Agentes de cambio rural para un mundo sostenible

El debate de la Agenda de Desarrollo Post-2015 se centra en abordar los desafíos del mundo rural de una forma innovadora. Para conseguir los 17 Objetivos de Desarrollo Sostenible (ODS) que están en fase de negociación intergubernamental y las 169 metas en que se desglosan, se requiere prestar a tención a varios aspectos.

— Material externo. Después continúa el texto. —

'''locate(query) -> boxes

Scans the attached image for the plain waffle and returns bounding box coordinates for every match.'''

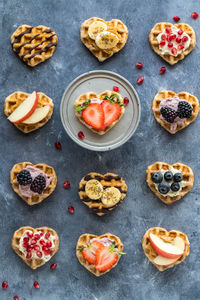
[149,22,196,65]
[78,172,127,216]
[74,91,125,135]
[10,162,57,205]
[76,233,124,276]
[152,91,199,134]
[146,161,194,204]
[142,227,190,271]
[80,17,128,62]
[10,24,58,67]
[4,91,54,133]
[12,226,59,269]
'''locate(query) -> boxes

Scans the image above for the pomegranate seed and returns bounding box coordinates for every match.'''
[68,206,74,214]
[33,281,40,289]
[50,263,57,270]
[78,131,85,140]
[160,67,166,74]
[55,142,62,150]
[113,86,119,92]
[63,180,70,189]
[124,97,129,105]
[2,281,8,290]
[136,61,143,69]
[173,16,180,22]
[137,77,144,84]
[191,12,199,19]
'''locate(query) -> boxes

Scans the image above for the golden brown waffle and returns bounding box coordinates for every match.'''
[10,162,57,205]
[76,233,124,276]
[80,17,128,62]
[146,161,194,204]
[142,227,190,271]
[12,226,59,269]
[78,172,127,216]
[4,91,54,133]
[10,24,58,67]
[74,91,125,135]
[152,91,199,134]
[149,22,196,65]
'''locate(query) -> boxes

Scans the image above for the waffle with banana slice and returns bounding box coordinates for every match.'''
[142,227,190,271]
[78,172,127,216]
[80,17,128,62]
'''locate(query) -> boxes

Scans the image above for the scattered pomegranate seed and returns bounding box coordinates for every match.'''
[63,180,70,189]
[50,263,57,270]
[68,206,74,214]
[55,142,62,150]
[2,281,8,290]
[136,61,143,69]
[160,67,166,74]
[173,16,180,22]
[191,12,199,19]
[33,281,40,289]
[137,77,144,84]
[124,97,129,105]
[78,131,85,140]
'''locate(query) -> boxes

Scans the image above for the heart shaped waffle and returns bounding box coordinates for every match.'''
[4,91,54,133]
[10,24,58,67]
[10,162,57,205]
[146,161,194,204]
[76,233,124,276]
[74,91,125,135]
[78,172,127,216]
[80,17,128,62]
[12,226,59,269]
[152,91,199,134]
[142,227,190,271]
[149,22,196,65]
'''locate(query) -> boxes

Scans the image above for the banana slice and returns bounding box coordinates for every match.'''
[88,21,108,40]
[85,179,103,200]
[95,31,119,49]
[101,187,121,207]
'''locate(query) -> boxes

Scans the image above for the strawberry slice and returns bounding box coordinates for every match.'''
[101,100,121,128]
[82,103,104,130]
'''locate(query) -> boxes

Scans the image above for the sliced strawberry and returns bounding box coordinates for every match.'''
[101,100,121,128]
[82,103,104,130]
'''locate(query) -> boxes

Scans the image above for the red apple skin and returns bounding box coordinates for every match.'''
[149,236,183,258]
[12,91,38,124]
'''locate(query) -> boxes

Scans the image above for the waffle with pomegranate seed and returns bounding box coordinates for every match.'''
[74,91,125,135]
[10,162,57,205]
[4,91,54,133]
[10,24,58,67]
[146,161,194,204]
[12,226,59,269]
[80,17,128,62]
[78,172,127,216]
[152,91,199,134]
[142,227,190,271]
[149,22,196,65]
[76,233,124,276]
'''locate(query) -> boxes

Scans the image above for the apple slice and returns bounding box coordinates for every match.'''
[8,91,38,123]
[22,105,50,125]
[149,233,185,258]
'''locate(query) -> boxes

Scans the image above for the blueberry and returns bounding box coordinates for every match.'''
[164,171,173,181]
[171,182,180,192]
[158,182,170,194]
[151,172,163,183]
[174,173,183,182]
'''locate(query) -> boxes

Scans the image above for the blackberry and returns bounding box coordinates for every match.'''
[30,175,46,194]
[177,101,193,119]
[17,170,32,185]
[160,106,177,123]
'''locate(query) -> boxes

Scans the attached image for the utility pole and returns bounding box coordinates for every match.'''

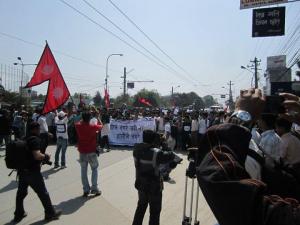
[250,57,261,88]
[228,80,234,110]
[122,67,127,98]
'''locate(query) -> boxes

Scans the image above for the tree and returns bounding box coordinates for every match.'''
[173,92,204,108]
[203,95,217,108]
[133,88,161,107]
[113,94,133,108]
[93,91,102,107]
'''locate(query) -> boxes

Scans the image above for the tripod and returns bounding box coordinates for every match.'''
[182,169,200,225]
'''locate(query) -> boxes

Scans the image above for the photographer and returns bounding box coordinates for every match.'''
[196,89,300,225]
[132,130,175,225]
[14,122,61,223]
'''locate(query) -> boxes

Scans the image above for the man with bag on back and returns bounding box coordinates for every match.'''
[14,122,61,223]
[132,130,175,225]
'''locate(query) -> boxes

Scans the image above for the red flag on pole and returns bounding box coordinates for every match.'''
[25,43,60,88]
[26,43,70,114]
[104,89,110,109]
[139,98,152,106]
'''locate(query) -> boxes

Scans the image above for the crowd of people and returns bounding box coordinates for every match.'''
[0,89,300,225]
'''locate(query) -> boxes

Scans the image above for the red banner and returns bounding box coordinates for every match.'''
[26,43,70,114]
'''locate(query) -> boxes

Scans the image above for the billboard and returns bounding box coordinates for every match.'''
[240,0,288,9]
[252,7,285,37]
[267,55,286,70]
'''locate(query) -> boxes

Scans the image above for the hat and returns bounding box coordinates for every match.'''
[58,111,66,117]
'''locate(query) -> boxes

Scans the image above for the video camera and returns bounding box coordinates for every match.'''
[186,148,198,179]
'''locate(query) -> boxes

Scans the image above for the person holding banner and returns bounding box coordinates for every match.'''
[100,108,110,152]
[75,111,102,197]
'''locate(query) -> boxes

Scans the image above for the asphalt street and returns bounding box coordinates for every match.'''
[0,146,216,225]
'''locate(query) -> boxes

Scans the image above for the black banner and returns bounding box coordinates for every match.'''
[252,7,285,37]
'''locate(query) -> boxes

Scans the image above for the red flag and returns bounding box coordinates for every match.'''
[43,74,70,114]
[26,43,70,114]
[104,89,110,109]
[25,43,61,88]
[139,98,152,106]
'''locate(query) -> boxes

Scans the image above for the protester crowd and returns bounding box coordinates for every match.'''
[0,90,300,225]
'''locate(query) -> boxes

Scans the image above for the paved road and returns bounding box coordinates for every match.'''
[0,146,216,225]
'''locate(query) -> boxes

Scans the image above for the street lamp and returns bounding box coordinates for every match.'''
[171,85,180,96]
[241,66,254,74]
[105,54,123,90]
[14,56,37,103]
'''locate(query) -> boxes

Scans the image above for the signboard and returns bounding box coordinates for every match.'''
[109,117,156,146]
[127,82,134,89]
[240,0,288,9]
[252,7,285,37]
[267,55,286,70]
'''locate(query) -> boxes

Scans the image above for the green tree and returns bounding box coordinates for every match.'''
[133,88,161,107]
[113,94,133,108]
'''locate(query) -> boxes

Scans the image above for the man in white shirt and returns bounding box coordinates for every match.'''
[258,114,282,162]
[54,111,68,169]
[198,112,209,141]
[276,118,300,166]
[34,107,52,153]
[191,113,199,147]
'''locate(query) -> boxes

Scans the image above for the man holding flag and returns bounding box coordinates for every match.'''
[14,44,70,223]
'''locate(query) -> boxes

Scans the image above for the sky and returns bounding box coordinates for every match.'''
[0,0,300,103]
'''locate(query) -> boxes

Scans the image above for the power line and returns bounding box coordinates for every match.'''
[83,0,192,83]
[59,0,195,84]
[0,31,121,73]
[108,0,194,79]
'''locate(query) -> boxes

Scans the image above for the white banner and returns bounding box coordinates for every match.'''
[267,55,286,70]
[109,117,156,146]
[240,0,288,9]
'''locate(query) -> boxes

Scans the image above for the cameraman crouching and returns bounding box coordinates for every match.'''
[132,130,175,225]
[14,122,61,223]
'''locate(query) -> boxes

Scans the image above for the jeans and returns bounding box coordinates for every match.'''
[0,135,10,145]
[79,153,99,193]
[132,191,162,225]
[15,170,54,216]
[100,135,110,149]
[54,138,68,166]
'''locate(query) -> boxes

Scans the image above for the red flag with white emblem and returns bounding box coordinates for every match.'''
[139,98,152,106]
[26,43,70,114]
[25,43,60,88]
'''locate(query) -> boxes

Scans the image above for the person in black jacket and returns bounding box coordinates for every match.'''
[132,130,175,225]
[14,122,61,223]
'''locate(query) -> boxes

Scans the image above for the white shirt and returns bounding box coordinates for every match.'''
[245,138,262,180]
[158,117,165,131]
[101,123,110,137]
[37,115,48,134]
[280,133,300,165]
[90,117,98,125]
[259,130,282,162]
[199,118,209,134]
[55,116,68,139]
[191,120,199,132]
[165,122,171,136]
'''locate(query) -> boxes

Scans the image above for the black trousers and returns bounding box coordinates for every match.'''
[15,170,54,215]
[100,135,110,149]
[40,133,49,154]
[132,191,162,225]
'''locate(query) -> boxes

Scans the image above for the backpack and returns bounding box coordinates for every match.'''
[5,139,29,170]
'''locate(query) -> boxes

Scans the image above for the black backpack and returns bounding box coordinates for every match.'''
[5,139,29,170]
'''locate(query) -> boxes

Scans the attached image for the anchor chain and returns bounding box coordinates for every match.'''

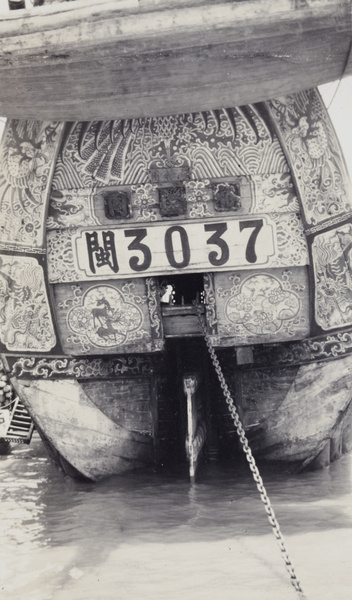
[196,304,306,600]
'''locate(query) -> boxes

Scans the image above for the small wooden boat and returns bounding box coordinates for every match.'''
[0,83,352,480]
[0,0,352,121]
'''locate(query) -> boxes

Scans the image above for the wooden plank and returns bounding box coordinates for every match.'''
[81,377,152,435]
[12,379,153,480]
[0,0,352,120]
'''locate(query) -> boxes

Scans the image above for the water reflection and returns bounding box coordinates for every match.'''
[0,439,352,600]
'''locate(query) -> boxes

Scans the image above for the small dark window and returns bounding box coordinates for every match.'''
[213,182,241,212]
[159,185,187,217]
[103,190,130,219]
[159,273,204,306]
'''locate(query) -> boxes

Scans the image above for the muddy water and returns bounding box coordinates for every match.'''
[0,438,352,600]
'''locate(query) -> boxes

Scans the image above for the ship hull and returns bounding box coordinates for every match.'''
[0,0,352,121]
[12,356,352,481]
[0,84,352,480]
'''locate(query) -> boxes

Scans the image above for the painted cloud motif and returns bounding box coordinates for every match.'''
[67,285,143,348]
[225,275,301,335]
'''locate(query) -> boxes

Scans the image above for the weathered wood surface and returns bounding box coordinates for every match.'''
[0,0,352,120]
[12,380,153,481]
[241,357,352,466]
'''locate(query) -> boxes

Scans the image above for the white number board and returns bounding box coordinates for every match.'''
[73,215,276,279]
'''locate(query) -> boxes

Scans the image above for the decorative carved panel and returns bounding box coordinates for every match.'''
[210,267,310,346]
[54,278,163,355]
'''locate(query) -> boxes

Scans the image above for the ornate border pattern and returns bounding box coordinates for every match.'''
[6,355,156,379]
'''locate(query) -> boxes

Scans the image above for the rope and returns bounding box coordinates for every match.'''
[196,304,306,600]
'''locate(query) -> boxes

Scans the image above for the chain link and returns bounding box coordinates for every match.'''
[196,304,306,600]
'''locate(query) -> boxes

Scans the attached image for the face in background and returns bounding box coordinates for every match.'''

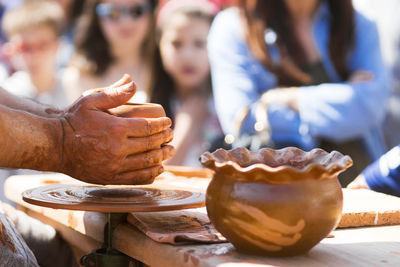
[9,25,59,75]
[160,13,210,89]
[99,0,152,53]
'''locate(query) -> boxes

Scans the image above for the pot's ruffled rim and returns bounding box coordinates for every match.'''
[200,147,353,183]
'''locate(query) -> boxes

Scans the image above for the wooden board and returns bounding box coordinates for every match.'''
[5,174,400,267]
[5,174,400,228]
[338,189,400,228]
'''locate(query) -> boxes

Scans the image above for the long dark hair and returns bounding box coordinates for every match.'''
[239,0,355,85]
[72,0,157,76]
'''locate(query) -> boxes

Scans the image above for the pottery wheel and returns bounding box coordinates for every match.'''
[22,184,205,213]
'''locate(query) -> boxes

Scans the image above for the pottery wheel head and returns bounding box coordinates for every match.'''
[22,184,205,212]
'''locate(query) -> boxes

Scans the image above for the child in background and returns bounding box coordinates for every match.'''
[1,1,68,108]
[63,0,157,103]
[151,0,222,166]
[347,144,400,197]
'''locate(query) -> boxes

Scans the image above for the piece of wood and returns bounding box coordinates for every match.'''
[5,175,400,228]
[338,189,400,228]
[113,224,400,267]
[5,174,400,267]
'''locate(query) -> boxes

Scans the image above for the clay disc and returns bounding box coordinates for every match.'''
[22,184,205,212]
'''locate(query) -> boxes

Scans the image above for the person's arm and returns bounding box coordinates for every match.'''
[347,145,400,196]
[0,89,61,117]
[0,74,174,184]
[209,9,388,149]
[298,13,389,141]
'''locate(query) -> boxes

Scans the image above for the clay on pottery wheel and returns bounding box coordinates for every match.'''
[109,103,166,118]
[22,184,205,212]
[200,147,352,256]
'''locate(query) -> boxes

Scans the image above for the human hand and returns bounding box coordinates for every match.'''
[60,75,174,184]
[346,174,370,192]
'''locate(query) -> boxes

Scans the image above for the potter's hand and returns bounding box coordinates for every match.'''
[347,174,370,189]
[60,76,174,184]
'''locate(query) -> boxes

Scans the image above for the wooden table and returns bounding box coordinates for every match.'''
[5,175,400,267]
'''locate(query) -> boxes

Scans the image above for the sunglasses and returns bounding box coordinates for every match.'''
[96,2,151,21]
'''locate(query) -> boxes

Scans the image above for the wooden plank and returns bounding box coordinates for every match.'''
[6,177,400,267]
[338,189,400,228]
[5,175,400,229]
[113,224,400,267]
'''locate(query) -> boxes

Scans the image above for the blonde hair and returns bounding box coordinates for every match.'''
[2,1,64,36]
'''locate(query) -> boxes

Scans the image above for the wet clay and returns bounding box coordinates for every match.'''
[200,147,352,256]
[109,103,166,118]
[22,184,205,212]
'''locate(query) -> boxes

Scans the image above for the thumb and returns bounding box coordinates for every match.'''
[85,81,136,110]
[109,74,132,87]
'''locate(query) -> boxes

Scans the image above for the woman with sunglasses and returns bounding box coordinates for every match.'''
[63,0,157,102]
[208,0,389,184]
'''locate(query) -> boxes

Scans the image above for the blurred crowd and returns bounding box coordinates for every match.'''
[0,0,400,197]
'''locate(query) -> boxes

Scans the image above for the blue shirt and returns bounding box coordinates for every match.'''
[208,4,389,159]
[362,145,400,197]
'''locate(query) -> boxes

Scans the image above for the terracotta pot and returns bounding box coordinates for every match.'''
[200,147,352,256]
[109,103,166,118]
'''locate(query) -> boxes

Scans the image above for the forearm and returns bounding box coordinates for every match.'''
[0,88,60,117]
[0,105,63,171]
[362,145,400,196]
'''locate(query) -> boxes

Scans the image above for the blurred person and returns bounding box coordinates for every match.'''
[1,1,68,108]
[63,0,156,103]
[0,75,174,267]
[151,0,222,167]
[353,0,400,150]
[208,0,389,185]
[347,144,400,197]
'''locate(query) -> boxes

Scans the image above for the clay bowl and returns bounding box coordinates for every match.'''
[200,147,352,256]
[109,103,166,118]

Impulsar políticas adecuadas, centradas en 5 agentes de cambio, puede hacer que las economías de los países empobrecidos mejoren, que se avance en la lucha contra el hambre y la malnutrición y, al mismo tiempo, que esos colectivos se conviertan en inversores y guardianes del medio ambiente.

  • La pequeña agricultura: invertir en este sector incentivaría el crecimiento de las zonas rurales deprimidas. Algo que no sólo mejoraría la seguridad alimentaria sino que aumentaría la productividad.
  • Las mujeres rurales: el empoderamiento de la mujer es un requisito fundamental para el desarrollo sostenible. Aunque las mujeres rurales representan casi la mitad de la mano de obra agrícola son poseedoras de la tierra en menor medida y no tienen igual acceso a los recursos. Es necesaria la inversión en la nutrición de las mujeres y de los menores, la inversión en tecnologías e infraestructura que permitan ahorrar trabajo para que las mujeres dispongan de más tiempo libre para dedicarse a actividades más productivas y la participación de las éstas en los mercados de trabajo rural y en la toma de decisiones a todos los niveles.
  • Los inversores públicos y privados en las carreteras, los mercados y la infraestructura: fortalecer los vínculos entre las áreas urbana y rural contribuiría a una sociedad más interconectada e inclusiva, generando empleo, fomentando el crecimiento y frenando el éxodo de la población rural a las ciudades. Se deben realizar  inversiones públicas en infraestructuras rurales; facilitar el acceso y la participación en los mercados; fomentar el espíritu empresarial; diversificar el empleo rural y enfocarse en los jóvenes rurales propensos a emigrar a las ciudades en busca de trabajo.
  • Las personas vulnerables: los desastres y las crisis afectan al acceso a los alimentos impidiendo la erradicación del hambre que afecta a las personas más vulnerables. La resiliencia se centra en mantener los medios de vida de los más vulnerables a los desastres. Por ello se deben llevar a cabo proyectos que rehabiliten las zonas dañadas por las inundaciones y la siembra de cultivos resistentes al cambio climático. Y proporcionar redes de protección social para que estas personas gestionen los riesgos.
  • Los responsables políticos: la participación en la toma de decisiones es fundamental para lograr el éxito en todos los sectores. Por ello las políticas clave deben tener en cuenta a los  pequeños productores; garantizar la seguridad de la tenencia de la tierra; mejorar el acceso a la tecnología y la innovación; fomentar servicios financieros asequibles; y ampliar los beneficios de los bienes públicos.